SYNOPSIS
dh_installman [debhelper options] [manpage ...]DESCRIPTION
dh_installman is a debhelper program that handles installing man pages into the correct locations in package build directories. You tell it what man pages go in your packages, and it figures out where to install them based on the section field in their .TH or .Dt line. If you have a properly formatted .TH or .Dt line, your man page will be installed into the right directory, with the right name (this includes proper handling of pages with a subsection, like 3perl, which are placed in man3, and given an extension of .3perl). If your .TH or .Dt line is incorrect or missing, the program may guess wrong based on the file extension.It also supports translated man pages, by looking for extensions like .ll.8 and .ll_LL.8, or by use of the --language switch.
If dh_installman seems to install a man page into the wrong section or with the wrong extension, this is because the man page has the wrong section listed in its .TH or .Dt line. Edit the man page and correct the section, and dh_installman will follow suit. See man(7) for details about the .TH section, and mdoc(7) for the .Dt section. If dh_installman seems to install a man page into a directory like /usr/share/man/pl/man1/, that is because your program has a name like foo.pl, and dh_installman assumes that means it is translated into Polish. Use --language=C to avoid this.
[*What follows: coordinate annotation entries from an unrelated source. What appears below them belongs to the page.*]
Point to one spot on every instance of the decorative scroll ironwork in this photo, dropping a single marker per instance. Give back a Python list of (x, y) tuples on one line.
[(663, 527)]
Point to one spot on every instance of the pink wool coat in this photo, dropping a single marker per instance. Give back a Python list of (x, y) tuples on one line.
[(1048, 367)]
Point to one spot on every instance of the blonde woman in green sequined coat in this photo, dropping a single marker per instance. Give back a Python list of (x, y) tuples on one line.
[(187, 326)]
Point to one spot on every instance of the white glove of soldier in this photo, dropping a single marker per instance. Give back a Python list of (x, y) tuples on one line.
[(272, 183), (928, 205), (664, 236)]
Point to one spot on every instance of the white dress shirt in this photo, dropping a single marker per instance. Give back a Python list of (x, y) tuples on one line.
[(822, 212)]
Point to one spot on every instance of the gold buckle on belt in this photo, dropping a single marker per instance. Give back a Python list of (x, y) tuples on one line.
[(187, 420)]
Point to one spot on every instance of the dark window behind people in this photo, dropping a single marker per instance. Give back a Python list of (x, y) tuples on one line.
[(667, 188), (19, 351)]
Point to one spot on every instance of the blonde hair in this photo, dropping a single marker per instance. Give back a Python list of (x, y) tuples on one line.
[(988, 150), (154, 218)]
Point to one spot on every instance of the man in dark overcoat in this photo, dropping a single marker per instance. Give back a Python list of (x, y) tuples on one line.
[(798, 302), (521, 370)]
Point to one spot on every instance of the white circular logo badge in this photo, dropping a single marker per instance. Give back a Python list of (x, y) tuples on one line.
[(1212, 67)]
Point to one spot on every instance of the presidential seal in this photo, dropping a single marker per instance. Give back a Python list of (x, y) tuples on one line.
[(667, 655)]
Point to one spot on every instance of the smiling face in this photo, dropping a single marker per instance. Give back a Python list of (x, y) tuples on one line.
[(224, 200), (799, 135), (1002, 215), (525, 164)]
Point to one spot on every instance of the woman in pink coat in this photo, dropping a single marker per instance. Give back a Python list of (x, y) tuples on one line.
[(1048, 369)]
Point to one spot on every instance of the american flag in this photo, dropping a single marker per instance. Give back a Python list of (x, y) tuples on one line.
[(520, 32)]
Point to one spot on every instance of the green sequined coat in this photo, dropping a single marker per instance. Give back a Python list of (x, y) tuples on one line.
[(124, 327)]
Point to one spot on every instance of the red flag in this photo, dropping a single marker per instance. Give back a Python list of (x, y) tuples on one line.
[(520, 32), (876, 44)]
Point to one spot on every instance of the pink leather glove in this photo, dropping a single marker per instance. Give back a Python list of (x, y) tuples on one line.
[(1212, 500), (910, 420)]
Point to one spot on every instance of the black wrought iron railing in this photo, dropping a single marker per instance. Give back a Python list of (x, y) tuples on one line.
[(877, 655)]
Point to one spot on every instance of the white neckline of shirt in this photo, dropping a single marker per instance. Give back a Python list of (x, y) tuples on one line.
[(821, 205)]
After the man page installation step, dh_installman will check to see if any of the man pages in the temporary directories of any of the packages it is acting on contain .so links. If so, it changes them to symlinks.
Also, dh_installman will use man to guess the character encoding of each manual page and convert it to UTF-8. If the guesswork fails for some reason, you can override it using an encoding declaration. See manconv(1) for details.
FILES
- debian/package.manpages
- Lists man pages to be installed.
OPTIONS
- -A, --all
- Install all files specified by command line parameters in ALL packages acted on.
- --language=ll
- Use this to specify that the man pages being acted on are written in the specified language.
- manpage ...
- Install these man pages into the first package acted on. (Or in all packages if -A is specified).